Guiding principles for enterprise SaaS product design teams.
As a product designer, there are a tremendous number of factors that can be taken into account when forming a new user experience. To streamline the decision making and crystalize the experience around guiding principles, I put together the following four pillars to guide design decisions throughout Tealium’s products.
While developed particularly for Tealium’s benefit, they apply well to all enterprise SaaS products. These products have a user base in which the user is not the purchaser, they typically deal with complex and technical domains, as well as encapsulate the management of huge amounts of data. Whether managing IoT devices, sales pipelines, logistics, people, or events, the following principles will guide product designers in the direction of great experiences for the end users.
Pillar 1: Clarity
Ensure the user is able to understand what they are looking at, know what is going on, and how things are related.
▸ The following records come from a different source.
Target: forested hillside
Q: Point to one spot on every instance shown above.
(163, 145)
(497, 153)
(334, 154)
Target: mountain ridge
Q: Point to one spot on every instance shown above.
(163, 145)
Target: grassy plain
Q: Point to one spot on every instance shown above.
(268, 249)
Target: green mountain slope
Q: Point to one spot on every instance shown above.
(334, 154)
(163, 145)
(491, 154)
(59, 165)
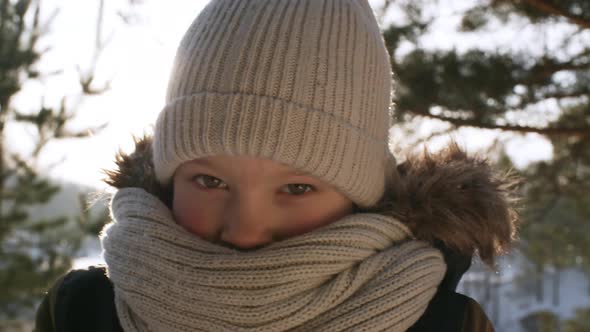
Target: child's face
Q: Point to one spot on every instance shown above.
(248, 202)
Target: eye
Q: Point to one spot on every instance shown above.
(209, 182)
(297, 188)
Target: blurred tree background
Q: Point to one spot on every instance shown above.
(36, 249)
(521, 67)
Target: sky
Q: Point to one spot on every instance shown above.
(137, 60)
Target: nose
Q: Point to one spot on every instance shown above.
(247, 223)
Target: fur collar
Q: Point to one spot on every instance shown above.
(458, 203)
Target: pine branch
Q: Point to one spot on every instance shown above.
(544, 6)
(552, 131)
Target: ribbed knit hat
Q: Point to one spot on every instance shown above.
(306, 83)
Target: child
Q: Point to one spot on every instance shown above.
(268, 200)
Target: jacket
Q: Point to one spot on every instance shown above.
(449, 199)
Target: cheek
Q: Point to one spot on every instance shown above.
(195, 214)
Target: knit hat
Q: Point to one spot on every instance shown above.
(306, 83)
- Provide orientation information so the user knows where they are and what they are looking at.
- Show relationships, and dependencies between items.
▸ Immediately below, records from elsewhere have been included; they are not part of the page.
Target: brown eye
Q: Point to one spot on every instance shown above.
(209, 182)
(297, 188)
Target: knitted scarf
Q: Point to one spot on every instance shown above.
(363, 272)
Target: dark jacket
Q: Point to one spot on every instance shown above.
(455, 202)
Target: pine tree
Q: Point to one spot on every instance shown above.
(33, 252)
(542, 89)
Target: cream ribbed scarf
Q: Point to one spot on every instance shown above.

- Build confidence through success messaging or provide detailed error messages that inform users on what went wrong.
- Provide contextual help and resource links when a user may not be familiar with a concept.
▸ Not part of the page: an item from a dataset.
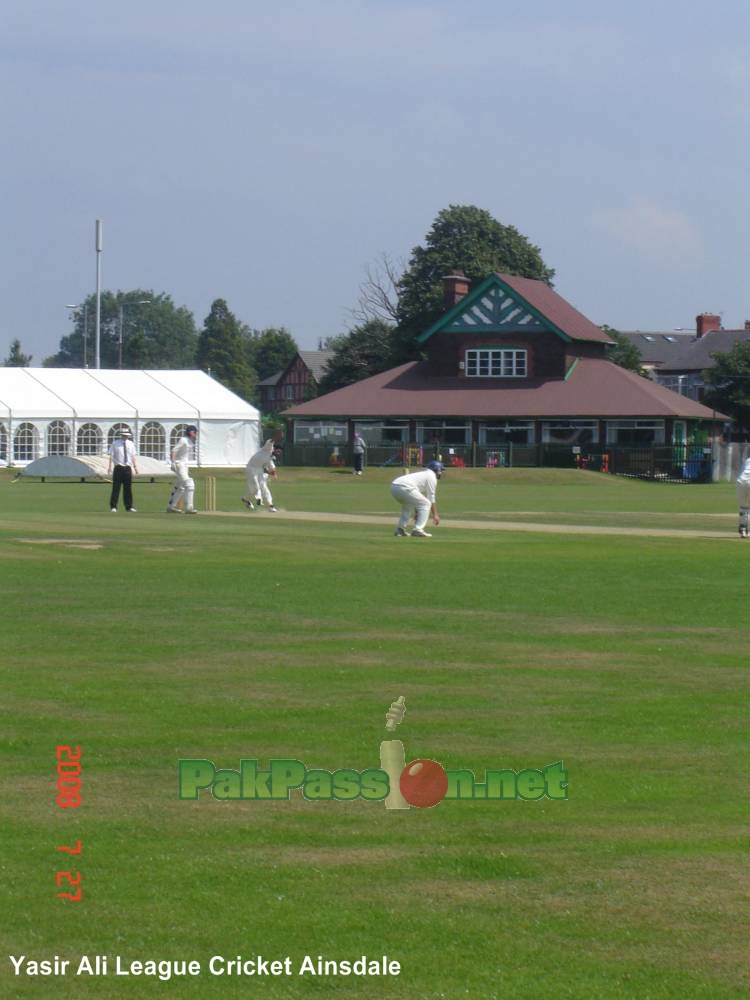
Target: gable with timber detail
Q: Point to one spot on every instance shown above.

- Display insightful information by distilling multiple pieces of data into easy to consume visuals.
Pillar 1: Usability
Ensure users are able to complete their objectives without getting lost and confused about what to do next.
- Make information actionable from any context. (states, configurations, errors, warnings, etc...)
- Maintain goal oriented workflows.
- Streamline workflows by: a. Design for the new user first in mind. b. Design optimizations for experienced users. c. Design the workflow based on the data from the user research.
- Maintain consistency but not compromise the clarity in the current context. The current context beats consistency.
Pillar 1: Efficiency
Ensure the user can complete objectives quickly and succinctly.
- Streamline common tasks by using wizards by allowing repeated actions to be done in bulk, utilize wizards and templates, and provide contextual navigation shortcuts.
- Provide meaningful default values.
- Don't ask users to enter information twice.
- Pre-focus cursor in input fields.
- Enable keyboard shortcuts.
- Ensure extreme conditions are considered (1000s of items in list).
Pillar 1: Accessibility
Ensure the user can complete objectives quickly and succinctly.
- Don't rely on color alone to indicate state or status.
- Minimize use of low-contrast colors and very small font sizes.
- Provide tooltips on any text that may get cut off.
- Enable keyboard usage and ensure the optimal tab order.
- Ensure translated text fits the provided area (German +50%).
- Check contrast on projectors and TVs.